Study Populations and CKD Phenotyping

The populations used for this study are summarized in Figure 1. Complete descriptions of enrollment, genotyping, and quality control procedures for each cohort are available in the Supplemental Methods. Briefly, selection of these cohorts was chiefly based on availability of African ancestry genomic data and kidney phenotypic data. Prevalent CKD status was defined as eGFR <60 ml/min per 1.73 m², corresponding to stage 3 or higher disease, according to the National Kidney Foundation's Kidney Disease Improving Global Outcomes (KDIGO) guidelines.⁴³ Controls were defined as individuals without a history of kidney transplant or dialysis and eGFR >60 ml/min per 1.73 m². eGFR was calculated from serum creatinine and/or cystatin C values measured at a baseline visit for the observational cohort studies or the closest date to study enrollment available in the electronic health record (her). When possible, we used the 2021 equations fit without race coefficients, and eGFR equation (creatinine only or combined creatinine-cystatin C) is specified for each cohort below.³⁸

Figure 1.

Study overview. CHS, Cardiovascular Health Study; GWAS, genome-wide association study; HyperGEN, Hypertension Genetic Epidemiology Network; MESA, Multi-Ethnic Study of Atherosclerosis; MVP, Million Veteran Program; PRS, polygenic risk score; REGARDS, Reasons for Geographic and Racial Differences in Stroke; TOPMed, Trans-Omics in Precision Medicine; WGS, whole genome sequence.

Summary Statistics

We obtained GWAS summary statistics for eGFR from 57,336 Black participants of the Million Veteran Program (MVP), which is one of the largest summary statistics on kidney function in an African ancestry population to date.¹⁷ eGFR was computed using the 2009 Chronic Kidney Disease Epidemiology Collaboration (CKD-EPI) creatinine equation (2009 eGFRcr), which includes a race coefficient. To increase summary statistics sample size, we also conducted GWAS for eGFR in a subset of 8916 participants in the Reasons for Geographic and Racial Differences in Stroke (REGARDS) study.⁴⁴ eGFR was computed using the 2021 CKD-EPI creatinine-cystatin C equation (2021 eGFRcr-cys) without a race coefficient. We meta-analyzed 13.8 million overlapping autosomal single-nucleotide polymorphisms (SNPs) for a total of 65,957 participants in METASOFT under the random-effects model to account for between-study heterogeneity.⁴⁵ Notably, this method prevents overly conservative P value estimation under the original random-effects model.

PRS Development

PRSs were developed using the PRS-CS software, which applies a Bayesian regression approach and continuous shrinkage priors on SNP effect sizes.⁴⁶ Precomputed linkage disequilibrium blocks are informed by a reference panel (1000 Genomes African, phase 3). Variant selection for PRS construction is exclusive to nonambiguous HapMap3 variants, which allows for computationally efficient calculation of posterior SNP effect sizes within these blocks.
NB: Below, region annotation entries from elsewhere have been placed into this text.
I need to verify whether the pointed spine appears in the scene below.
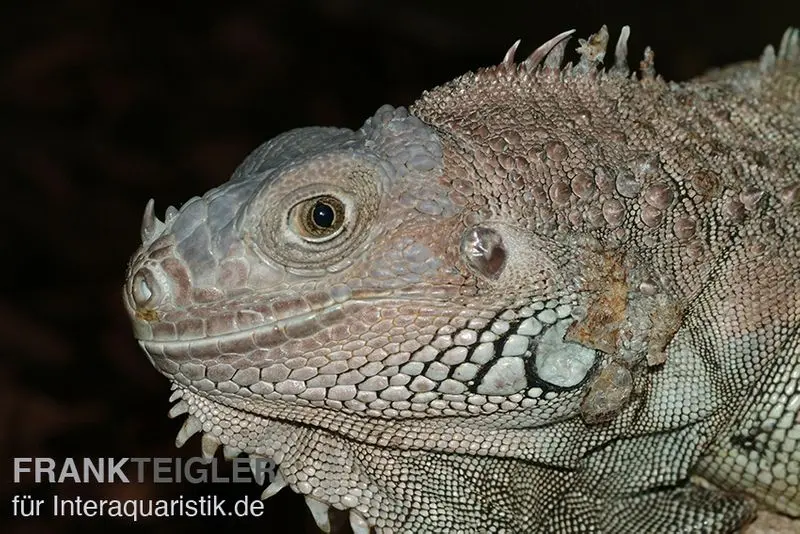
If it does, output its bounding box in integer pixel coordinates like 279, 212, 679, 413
522, 30, 575, 71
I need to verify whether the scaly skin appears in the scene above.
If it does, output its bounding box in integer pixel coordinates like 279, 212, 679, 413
125, 28, 800, 533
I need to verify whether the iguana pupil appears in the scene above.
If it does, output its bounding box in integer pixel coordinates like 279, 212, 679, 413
311, 200, 336, 228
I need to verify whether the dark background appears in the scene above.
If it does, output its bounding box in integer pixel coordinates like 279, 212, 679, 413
0, 0, 800, 534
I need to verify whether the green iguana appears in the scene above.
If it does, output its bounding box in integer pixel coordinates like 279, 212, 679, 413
125, 27, 800, 534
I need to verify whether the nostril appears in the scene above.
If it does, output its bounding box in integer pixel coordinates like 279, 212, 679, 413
131, 269, 155, 308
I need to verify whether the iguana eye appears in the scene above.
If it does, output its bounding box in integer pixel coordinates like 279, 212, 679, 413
291, 196, 345, 241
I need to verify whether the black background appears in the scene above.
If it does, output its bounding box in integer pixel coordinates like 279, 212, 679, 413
0, 0, 800, 534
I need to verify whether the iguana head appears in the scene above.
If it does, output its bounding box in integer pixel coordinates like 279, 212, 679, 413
125, 29, 772, 532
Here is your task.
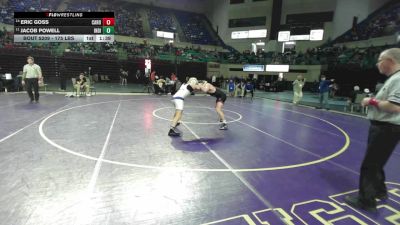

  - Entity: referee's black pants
[25,78,39,101]
[359,121,400,206]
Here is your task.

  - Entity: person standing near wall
[293,75,306,104]
[22,56,43,103]
[318,75,335,110]
[345,48,400,212]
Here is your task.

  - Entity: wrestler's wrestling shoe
[168,128,181,137]
[219,123,228,130]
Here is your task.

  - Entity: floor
[19,82,356,115]
[0,93,400,225]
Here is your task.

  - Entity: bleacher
[334,0,400,43]
[147,8,176,33]
[175,11,218,45]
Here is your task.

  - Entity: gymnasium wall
[206,0,273,51]
[207,63,326,82]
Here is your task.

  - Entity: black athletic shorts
[210,88,226,103]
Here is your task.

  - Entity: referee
[22,56,43,103]
[345,48,400,212]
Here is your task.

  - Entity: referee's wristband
[368,98,379,108]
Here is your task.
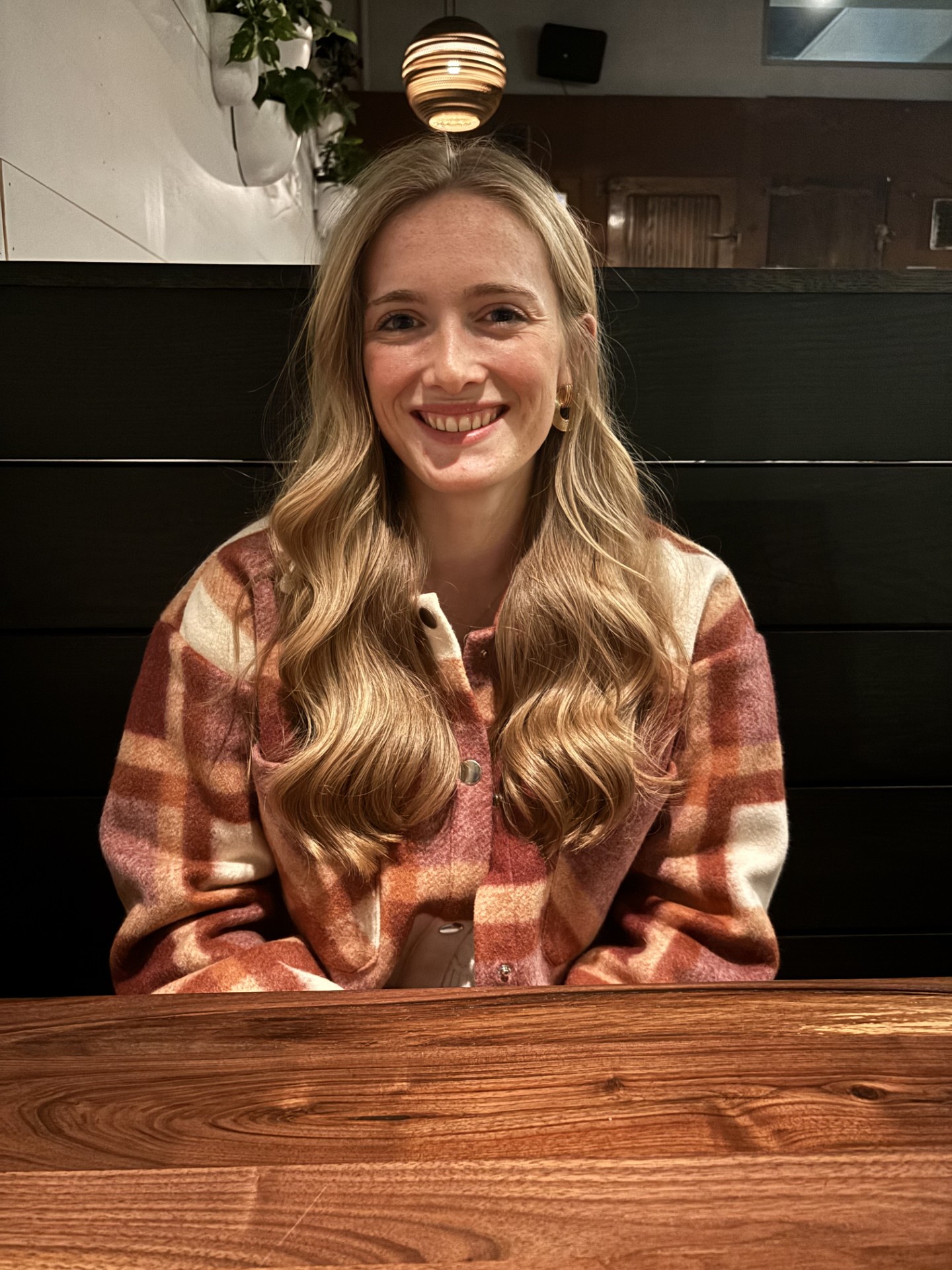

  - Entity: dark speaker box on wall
[536,22,608,84]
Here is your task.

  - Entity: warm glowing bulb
[403,18,505,132]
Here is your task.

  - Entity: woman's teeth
[419,406,502,432]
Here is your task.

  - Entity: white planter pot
[313,181,357,237]
[208,13,258,105]
[235,102,301,185]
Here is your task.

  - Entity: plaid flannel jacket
[100,521,788,993]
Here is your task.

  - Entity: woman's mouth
[411,405,509,444]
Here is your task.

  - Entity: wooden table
[0,979,952,1270]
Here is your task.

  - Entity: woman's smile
[410,405,509,444]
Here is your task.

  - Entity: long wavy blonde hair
[227,135,690,879]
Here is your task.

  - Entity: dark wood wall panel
[0,462,952,630]
[0,462,274,630]
[0,275,302,460]
[770,785,952,939]
[777,933,952,979]
[0,797,123,997]
[0,631,952,796]
[607,289,952,461]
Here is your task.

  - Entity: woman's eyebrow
[367,282,539,309]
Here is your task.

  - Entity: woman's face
[362,190,594,491]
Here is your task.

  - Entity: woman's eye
[377,305,526,330]
[377,314,413,330]
[490,309,526,326]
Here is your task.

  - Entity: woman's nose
[422,323,485,392]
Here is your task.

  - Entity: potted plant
[206,0,360,185]
[313,132,370,236]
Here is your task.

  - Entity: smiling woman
[100,136,787,992]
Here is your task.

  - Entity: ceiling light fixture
[401,3,505,132]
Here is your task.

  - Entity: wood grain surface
[0,979,952,1270]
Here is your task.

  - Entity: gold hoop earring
[552,384,573,432]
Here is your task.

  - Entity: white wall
[0,0,319,264]
[360,0,952,99]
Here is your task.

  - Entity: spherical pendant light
[403,18,505,132]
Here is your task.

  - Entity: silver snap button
[459,758,483,785]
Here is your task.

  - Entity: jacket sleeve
[99,546,339,993]
[565,574,788,984]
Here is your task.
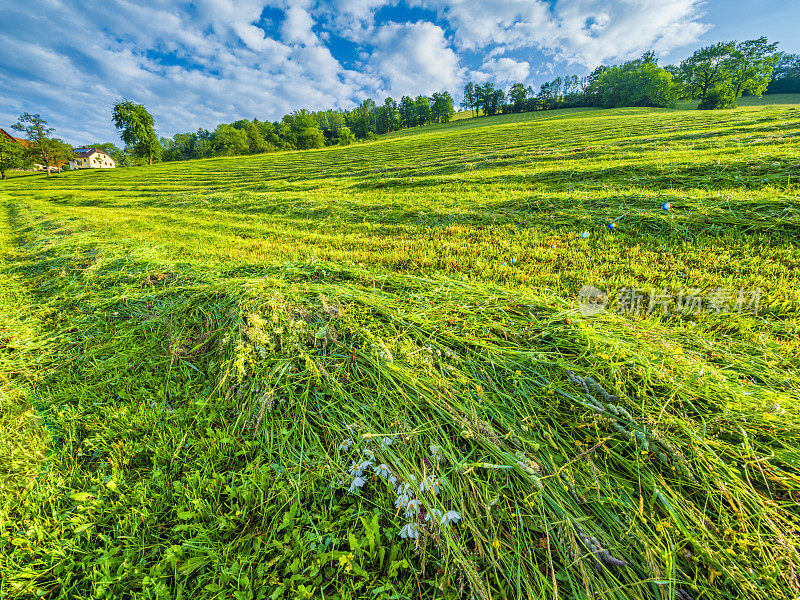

In our pipeline, we applied the meta-analyzed eGFR summary statistics, which resulted in a final PRS of 1,142,436 SNPs.

Risk Model Optimization

We then assessed predictive performance of the PRS at each shrinkage prior (φ)—1, 1e-02, 1e-04, and 1e-06—and optimized model parameters in a subset of 1862 participants in the Hypertension Genetic Epidemiology Network (HyperGEN).⁴⁷ CKD status was determined from the 2021 CKD-EPI creatinine equation without a race coefficient (2021 eGFRcr). We calculated PRS for each φ set of SNP weights in PLINK (version 1.9—“--score” function).⁴⁸ Because SNP weights were based on eGFR summary statistics, we multiplied PRS by −1 to reflect a higher PRS in association with lower eGFR. For each φ, we assessed the distribution of the PRS between cases and controls and fit logistic regression models in R (version 4.1.2, glm function) for CKD (outcome) and the PRS (predictor). PRS was considered as a standardized continuous predictor and as a categorical predictor at the top 3%, 5%, 10%, 20%, and 50% thresholds. Models were adjusted for age, sex, diabetes status, and the first ten ancestry principal components; these variables are defined in the Supplemental Methods.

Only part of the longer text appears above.